Celles qui parlent de choix en France sont en réalité soit des femmes qui ont consenti à porter le voile, soit des militantes de l'idéologie islamique qui empruntent les outils dialectiques des droits de l'homme et des libertés individuelles pour justement imposer la négation des droits de l'homme et de la liberté. Cet habit est un uniforme en Arabie saoudite et dans d'autres pays. En tant que féministe, je ne peux que farouchement être opposée au voile, intégral ou foulard simple, car sa fonction reste la même : couvrir la femme, l'enlaidir pour diminuer les érections inopinées. C'est une insulte à la fois pour la femme, perçue comme un objet sexuel à recouvrir, et l'homme, vu comme un primate en rut qui ne peut pas s'empêcher de violer dès qu'il voit une touffe de cheveux. Mais attention, cette aversion pour le voile ne veut pas dire que je dénie la dignité humaine à toutes les femmes qui le portent. Parce que derrière le voile, il y a un être humain, qui a des droits. Mais ces femmes ont des droits en tant qu'individus et citoyennes, et non pas en tant que ninjas couverts de la tête au pied. Je fais référence au discours du Collectif contre l'islamophobie en France (CCIF), qui a recours à une ruse sémantique en parlant systématiquement de « femmes musulmanes », alors qu'en réalité, si elles ont été rejetées, c'est à cause de l'idéologie qu'elles représentent et non pas parce qu'elles sont nées dans une culture musulmane.
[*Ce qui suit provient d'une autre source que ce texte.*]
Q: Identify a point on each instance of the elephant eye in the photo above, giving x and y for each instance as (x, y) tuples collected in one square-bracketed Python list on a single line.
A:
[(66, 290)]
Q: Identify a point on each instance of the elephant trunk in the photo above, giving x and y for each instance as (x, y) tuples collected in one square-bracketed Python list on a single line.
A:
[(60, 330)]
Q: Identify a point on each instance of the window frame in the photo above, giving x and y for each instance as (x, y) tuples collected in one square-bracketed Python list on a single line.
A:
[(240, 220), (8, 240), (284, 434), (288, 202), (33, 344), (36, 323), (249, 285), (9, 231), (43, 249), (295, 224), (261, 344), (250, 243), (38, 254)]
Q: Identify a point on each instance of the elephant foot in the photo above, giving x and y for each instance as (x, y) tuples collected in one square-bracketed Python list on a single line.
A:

Ceux que vous nommez « collaborationnistes » sont, selon vous, les idiots utiles des islamistes. Mais n'avez-vous pas peur d'être l'idiote utile de l'extrême droite ? Le site Riposte laïque s'émerveille ainsi de voir une « femme de gauche qui parle comme Riposte laïque »...




J'ai bien vu qu'un site comme Riposte laïque m'adore, parce que je suis issue d'une culture islamique, je viens du bled, j'ai étudié en arabe, et je dis des choses qui leur font plaisir. Suis-je une idiote utile de l'extrême droite ? En réalité, lorsque j'exprime ce qui me semble être un discours de bon sens, je me préoccupe peu de la récupération qui peut être faite. J'en ai marre qu'en France, ce sont toujours les extrêmes qui posent les jalons du débat. Quand on émet une opinion, il faut surtout faire attention à se distinguer de l'extrême droite, tout ça pour finir dans un ventre mou silencieux qui a abandonné des questions importantes aux extrêmes. Si l'extrême droite a envie de récupérer mon discours, je les prie aussi de récupérer les passages les concernant, quand j'explique qu'eux et les islamistes ont la même vision d'une société en déniant aux musulmans leur individualité. Et puis, je n'oublie pas non plus que Charlie Hebdo a été accusé d'être un journal d'extrême droite alors que c'est un journal issu de la gauche libertaire et bouffeuse de curés. Lorsqu'on est un bouffeur d'islamistes, lorsqu'on déteste cette idéologie, on n'est pas raciste. Allez voir dans le monde musulman les critiques virulentes tenues par des gens qui ne connaissent même pas l'existence du Front national en France et qui ont risqué leur vie, et parfois l'ont donnée, pour tenir un discours de vérité vis-à-vis de l'islam. C'est le piège que nous tendent les islamistes. Il est grand temps de retrouver la raison et de dire que la critique de l'islam n'est pas l'apanage des racistes. Nous devons récupérer le débat !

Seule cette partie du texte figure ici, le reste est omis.